How do you prove by definition that the function f(x)= x^2 sin (1/x) is continuous at x=0?

2 Answers
Dec 30, 2017

Not continuous

Explanation:

This function as is, is not continuous at x_0=0 because it is not defined there.

D_f={xinRR:x!=0} = RR* = (-oo,0)uu(0,+oo)
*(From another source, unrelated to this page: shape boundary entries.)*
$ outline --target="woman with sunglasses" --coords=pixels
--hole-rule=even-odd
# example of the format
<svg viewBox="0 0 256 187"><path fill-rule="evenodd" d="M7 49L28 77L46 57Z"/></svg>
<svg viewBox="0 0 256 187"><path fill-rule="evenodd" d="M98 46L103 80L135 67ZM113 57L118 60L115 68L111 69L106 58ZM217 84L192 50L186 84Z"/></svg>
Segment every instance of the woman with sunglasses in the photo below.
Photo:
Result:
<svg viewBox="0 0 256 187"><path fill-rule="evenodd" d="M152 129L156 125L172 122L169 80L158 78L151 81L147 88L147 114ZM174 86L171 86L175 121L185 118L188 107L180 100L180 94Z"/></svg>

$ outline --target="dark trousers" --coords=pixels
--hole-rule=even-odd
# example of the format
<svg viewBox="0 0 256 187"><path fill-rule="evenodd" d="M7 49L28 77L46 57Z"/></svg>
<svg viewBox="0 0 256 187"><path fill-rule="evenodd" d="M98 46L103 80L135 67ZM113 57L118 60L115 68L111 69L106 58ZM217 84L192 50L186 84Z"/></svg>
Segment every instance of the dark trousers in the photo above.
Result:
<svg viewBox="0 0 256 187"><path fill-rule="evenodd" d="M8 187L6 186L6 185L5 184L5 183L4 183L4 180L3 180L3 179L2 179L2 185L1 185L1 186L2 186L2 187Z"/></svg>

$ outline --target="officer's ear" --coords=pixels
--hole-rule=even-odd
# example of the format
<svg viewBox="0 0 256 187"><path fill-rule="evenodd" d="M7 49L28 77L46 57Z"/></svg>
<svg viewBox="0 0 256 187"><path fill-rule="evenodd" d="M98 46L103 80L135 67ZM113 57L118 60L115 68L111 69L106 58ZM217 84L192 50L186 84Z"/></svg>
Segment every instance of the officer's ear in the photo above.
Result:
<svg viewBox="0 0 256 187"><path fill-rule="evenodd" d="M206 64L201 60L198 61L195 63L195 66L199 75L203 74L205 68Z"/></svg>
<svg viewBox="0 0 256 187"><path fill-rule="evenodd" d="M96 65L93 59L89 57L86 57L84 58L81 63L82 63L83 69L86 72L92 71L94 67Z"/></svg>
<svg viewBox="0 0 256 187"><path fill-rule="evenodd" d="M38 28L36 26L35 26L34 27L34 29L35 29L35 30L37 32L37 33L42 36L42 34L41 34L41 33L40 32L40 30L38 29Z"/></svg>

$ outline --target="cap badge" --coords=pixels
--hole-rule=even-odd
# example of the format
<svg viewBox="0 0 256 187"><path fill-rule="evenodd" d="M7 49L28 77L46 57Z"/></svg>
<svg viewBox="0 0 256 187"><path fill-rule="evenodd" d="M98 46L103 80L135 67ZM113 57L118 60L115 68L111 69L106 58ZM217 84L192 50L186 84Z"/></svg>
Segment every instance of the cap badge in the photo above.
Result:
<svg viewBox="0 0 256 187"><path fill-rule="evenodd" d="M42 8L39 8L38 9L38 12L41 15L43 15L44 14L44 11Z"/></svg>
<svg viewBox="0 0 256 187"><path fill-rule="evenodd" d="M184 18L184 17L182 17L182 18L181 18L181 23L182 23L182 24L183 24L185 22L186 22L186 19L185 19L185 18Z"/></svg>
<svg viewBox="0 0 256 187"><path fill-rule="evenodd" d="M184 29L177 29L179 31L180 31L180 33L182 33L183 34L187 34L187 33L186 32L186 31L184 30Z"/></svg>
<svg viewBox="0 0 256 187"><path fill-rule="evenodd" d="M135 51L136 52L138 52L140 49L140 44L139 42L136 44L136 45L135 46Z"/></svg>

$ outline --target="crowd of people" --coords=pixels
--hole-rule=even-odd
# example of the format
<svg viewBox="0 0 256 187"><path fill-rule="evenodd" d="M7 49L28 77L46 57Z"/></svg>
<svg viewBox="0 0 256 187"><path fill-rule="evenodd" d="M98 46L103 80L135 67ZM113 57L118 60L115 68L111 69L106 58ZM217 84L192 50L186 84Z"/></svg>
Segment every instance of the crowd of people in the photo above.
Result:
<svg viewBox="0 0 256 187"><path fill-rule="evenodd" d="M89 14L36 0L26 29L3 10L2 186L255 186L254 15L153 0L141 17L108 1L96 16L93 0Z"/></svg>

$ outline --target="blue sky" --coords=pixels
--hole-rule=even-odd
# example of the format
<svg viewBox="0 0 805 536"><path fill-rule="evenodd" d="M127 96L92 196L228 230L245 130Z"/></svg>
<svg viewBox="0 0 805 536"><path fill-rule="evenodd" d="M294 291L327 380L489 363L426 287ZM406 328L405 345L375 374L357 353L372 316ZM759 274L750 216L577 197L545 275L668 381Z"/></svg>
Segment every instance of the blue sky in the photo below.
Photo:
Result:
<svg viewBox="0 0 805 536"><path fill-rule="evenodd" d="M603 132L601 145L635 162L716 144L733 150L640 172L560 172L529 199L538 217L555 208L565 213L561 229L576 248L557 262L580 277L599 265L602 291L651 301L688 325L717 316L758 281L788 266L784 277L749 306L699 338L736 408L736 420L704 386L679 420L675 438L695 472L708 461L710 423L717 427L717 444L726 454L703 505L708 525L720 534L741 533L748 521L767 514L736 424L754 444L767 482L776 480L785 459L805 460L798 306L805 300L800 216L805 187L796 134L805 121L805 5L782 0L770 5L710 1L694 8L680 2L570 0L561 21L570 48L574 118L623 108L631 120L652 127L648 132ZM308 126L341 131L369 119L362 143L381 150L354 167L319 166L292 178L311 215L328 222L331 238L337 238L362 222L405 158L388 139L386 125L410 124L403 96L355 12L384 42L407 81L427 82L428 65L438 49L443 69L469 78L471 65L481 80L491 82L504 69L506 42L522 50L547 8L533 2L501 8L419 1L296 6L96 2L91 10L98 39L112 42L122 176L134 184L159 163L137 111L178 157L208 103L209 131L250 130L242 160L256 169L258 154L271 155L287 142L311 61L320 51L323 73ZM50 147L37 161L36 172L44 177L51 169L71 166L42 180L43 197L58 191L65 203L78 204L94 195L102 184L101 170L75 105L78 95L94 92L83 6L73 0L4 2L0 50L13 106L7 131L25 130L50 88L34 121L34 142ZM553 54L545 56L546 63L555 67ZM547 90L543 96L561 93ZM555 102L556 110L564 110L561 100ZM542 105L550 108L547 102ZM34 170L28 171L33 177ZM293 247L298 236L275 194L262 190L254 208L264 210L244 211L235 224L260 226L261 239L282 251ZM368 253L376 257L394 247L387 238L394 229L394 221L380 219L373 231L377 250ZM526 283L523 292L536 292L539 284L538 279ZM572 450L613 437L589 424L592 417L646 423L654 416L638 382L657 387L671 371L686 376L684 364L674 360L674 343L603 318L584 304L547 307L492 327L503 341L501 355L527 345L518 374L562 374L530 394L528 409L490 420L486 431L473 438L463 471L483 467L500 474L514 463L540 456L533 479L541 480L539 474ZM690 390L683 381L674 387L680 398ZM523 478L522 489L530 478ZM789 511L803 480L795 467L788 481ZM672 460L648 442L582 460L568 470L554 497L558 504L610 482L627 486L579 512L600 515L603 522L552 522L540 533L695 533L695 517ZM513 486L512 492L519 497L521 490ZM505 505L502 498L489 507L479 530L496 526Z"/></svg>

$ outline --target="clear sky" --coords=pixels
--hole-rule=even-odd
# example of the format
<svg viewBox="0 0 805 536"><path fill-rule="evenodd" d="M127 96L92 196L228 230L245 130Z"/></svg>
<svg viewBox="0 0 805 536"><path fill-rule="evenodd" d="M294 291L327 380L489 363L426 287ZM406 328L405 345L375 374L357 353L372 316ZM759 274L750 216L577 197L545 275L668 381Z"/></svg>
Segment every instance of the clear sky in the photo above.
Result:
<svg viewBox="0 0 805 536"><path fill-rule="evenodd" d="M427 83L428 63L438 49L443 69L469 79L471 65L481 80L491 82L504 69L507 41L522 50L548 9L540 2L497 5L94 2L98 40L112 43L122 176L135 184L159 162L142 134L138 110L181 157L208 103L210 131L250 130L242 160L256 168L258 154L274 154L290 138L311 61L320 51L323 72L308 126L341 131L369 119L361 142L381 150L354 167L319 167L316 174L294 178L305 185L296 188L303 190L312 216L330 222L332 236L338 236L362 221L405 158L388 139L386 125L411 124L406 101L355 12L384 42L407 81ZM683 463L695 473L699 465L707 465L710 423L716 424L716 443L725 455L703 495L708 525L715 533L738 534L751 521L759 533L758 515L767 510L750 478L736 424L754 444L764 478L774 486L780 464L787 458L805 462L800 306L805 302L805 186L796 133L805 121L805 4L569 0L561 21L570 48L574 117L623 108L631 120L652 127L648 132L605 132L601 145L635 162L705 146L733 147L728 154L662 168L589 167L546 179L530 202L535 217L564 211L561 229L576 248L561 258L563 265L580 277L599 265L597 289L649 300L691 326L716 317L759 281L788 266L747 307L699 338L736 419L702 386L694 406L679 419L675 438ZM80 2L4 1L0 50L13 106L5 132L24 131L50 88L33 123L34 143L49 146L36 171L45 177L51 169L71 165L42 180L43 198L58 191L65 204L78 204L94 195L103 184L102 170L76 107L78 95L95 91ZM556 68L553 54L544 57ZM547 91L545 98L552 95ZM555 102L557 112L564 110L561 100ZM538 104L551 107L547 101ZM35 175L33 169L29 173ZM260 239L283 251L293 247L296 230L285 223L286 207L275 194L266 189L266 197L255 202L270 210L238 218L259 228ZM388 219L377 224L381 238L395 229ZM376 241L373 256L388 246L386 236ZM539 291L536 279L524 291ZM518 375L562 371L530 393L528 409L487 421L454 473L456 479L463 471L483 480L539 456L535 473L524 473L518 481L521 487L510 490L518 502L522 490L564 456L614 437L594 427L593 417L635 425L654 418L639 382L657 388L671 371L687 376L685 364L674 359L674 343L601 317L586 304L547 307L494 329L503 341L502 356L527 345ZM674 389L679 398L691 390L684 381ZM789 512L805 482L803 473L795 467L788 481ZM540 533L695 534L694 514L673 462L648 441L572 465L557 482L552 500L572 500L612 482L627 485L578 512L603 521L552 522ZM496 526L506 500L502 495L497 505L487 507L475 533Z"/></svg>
This function would be continuous for example,

f(x) = {(x^2sin(1/x)", "x!=0),(0" , "x=0):}

Dec 31, 2017

If you re-define the function as Jim suggested, then it would be continuous at x=0 and this can be proven as show below.

Explanation:

We must show that lim_{x->0}f(x)=f(0)=0.

Method 1 (use the epsilon/delta definition of a limit):

Let epsilon>0 be given (this represents an arbitrarily small distance that we'd like the function outputs to be to the limit 0 if x is sufficiently close to 0).

Choose delta=sqrt(epsilon)>0 (this represents the measure of "sufficiently close" and is chosen this way to make the algebra below work out nicely).

Suppose |x-0| < delta so that -sqrt(epsilon) < x < sqrt(epsilon). Then 0 leq x^{2} < (sqrt(epsilon))^{2}=epsilon and |x^{2}sin(1/x)| < epsilon (when x!=0), since -1 <= sin(1/x) <= 1 for all x!=0 (also note that |f(0)|=0<epsilon).

But this means that |f(x)-0|< epsilon for all x such that |x-0| < delta and we have shown that lim_{x->0}f(x)=f(0)=0, making f continuous at x=0.

Method 2 (use the Squeeze Theorem ):

The facts that -1 <= sin(1/x) <=1 for all x!=0 and f(0)=0 imply that -x^{2} <= f(x) <= x^{2} for all x. Since lim_{x->0}x^{2}=0 and lim_{x->0}(-x^{2})=0, it follows that lim_{x->0}f(x)=0=f(0) by the Squeeze Theorem.